The Financial Planning Association recognizes advisers' keen interest in cost savings and making the best use of their time. Next year, it will issue a series of practice management reports, and the first will focus on time management, according to Valerie Porter, the FPA's director of practitioner services.
I agree advisers should be focusing on these core business practices … however, there's more to the story.
Advisers should also be looking to do more in 2014 to bring on younger clients — and that's not something that ever seems to land high on advisers' list of resolutions.
About two-thirds of advisers' clients are 50 and up, and 30% are 65 and older, according to the FPA's inaugural practice management adviser survey out last week. Surprisingly, only 45% of advisers are actively targeting new clients.
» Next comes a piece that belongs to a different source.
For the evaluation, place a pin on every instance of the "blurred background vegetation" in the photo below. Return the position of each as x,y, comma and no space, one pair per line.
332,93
Since older clients are more likely to be drawing down on their assets instead of accumulating them, it seems to be in an adviser's best interests — I dare say it should be a business priority — to round up some clients who will be adding to the pot for another 20 years.
Some firms have been successful in recent years at hiring younger advisers to concentrate on forming a relationship with their clients' children and reaching out to younger clients. Mr. Anderson points out that a 60-year-old adviser talking with a 30-year-old prospect just won't have that simil! arity of experience that a 30- to 40-year-old adviser can establish with a younger individual.
In 2014, I will be looking for new ways advisers are reaching out to younger clients and how they are using technology and new business models to provide them services in a cost-effective way. Please send me any new ideas on this that you come across or put into action next year.
Meanwhile, another business issue lurks that advisers don't appear interested in addressing — succession planning.
The FPA survey found that only about a quarter of advisers have a succession plan, even though 40% of advisers plan to retire in the next 14 years.
Most advisers I spoke with are content to put off thinking about that difficult issue until 2015.